Dennis Lehane dives deep in ‘Since We Fell’
Rachel Childs is a television journalist in Boston whose career is on a steep upward trajectory until she is sent to Haiti on assignment after the devastating 2010 earthquake. The horror she sees and experiences there leave her with a severe case of post-traumatic stress disorder that becomes apparent when she breaks down during a live broadcast.

Back in Boston, her news career in shambles, Rachel struggles with panic attacks that leave her afraid to even leave her apartment. Her relationship with a co-worker doesn’t survive, but when she meets an old acquaintance by chance, his patient understanding of her problems leads to romance and eventually marriage. With Brian’s help, Rachel starts to re-emerge from her self-imposed exile. Her tentative journey back to normalcy is jolted, however, when on one of her first solo trips downtown she discovers Brian in a place he shouldn’t be. The discovery prompts her to use her investigative reporting skills to get to the bottom of the mystery without tipping him off to her suspicions leads her deeper and deeper into a dangerous situation where no one is who they seem.

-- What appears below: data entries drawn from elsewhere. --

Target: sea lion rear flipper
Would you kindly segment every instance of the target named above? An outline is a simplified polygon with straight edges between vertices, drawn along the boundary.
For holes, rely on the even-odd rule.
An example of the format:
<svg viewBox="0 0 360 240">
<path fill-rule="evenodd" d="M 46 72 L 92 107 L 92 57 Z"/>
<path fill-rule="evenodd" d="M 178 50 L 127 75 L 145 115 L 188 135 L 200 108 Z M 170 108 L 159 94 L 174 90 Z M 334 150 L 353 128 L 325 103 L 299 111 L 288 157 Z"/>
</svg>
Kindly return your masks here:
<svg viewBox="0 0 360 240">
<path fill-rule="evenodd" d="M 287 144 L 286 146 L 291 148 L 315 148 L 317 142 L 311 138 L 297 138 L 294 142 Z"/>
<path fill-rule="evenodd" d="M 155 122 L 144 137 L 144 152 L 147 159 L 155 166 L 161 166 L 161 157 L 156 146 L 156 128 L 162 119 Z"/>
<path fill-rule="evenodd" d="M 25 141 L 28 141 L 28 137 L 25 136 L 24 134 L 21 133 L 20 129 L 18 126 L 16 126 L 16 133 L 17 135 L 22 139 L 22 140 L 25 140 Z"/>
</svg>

For my money, Dennis Lehane is one of the most underrated mystery/thriller writers in the business. Yes, several of his previous novels, Mystic River and Shutter Island among them, were turned into feature films, but the books themselves never generate much discussion among my friends who enjoy Harlan Coben, Linwood Barclay, and others. With Since We Fell (Ecco, 2017), Lehane has delivered another intricately plotted examination of people who are not what they seem being driven to extremes by circumstances they can’t control. I appreciated that Rachel, despite her emotional fragility through much of the first part of the novel, is far from a hapless victim waiting to be rescued. She manages to engineer her own rescue on her own terms, even as she accepts the consequences of what she has to do in the process.
Lehane builds the narrative tension slowly but surely (perhaps a little too slowly at first) to a white-knuckle finish that seems both unexpected and inevitable. Nothing about this book made me any less eager to read the next offering from a first-rate writer.
Generally I’m not a fan of thrillers, but this does sound good.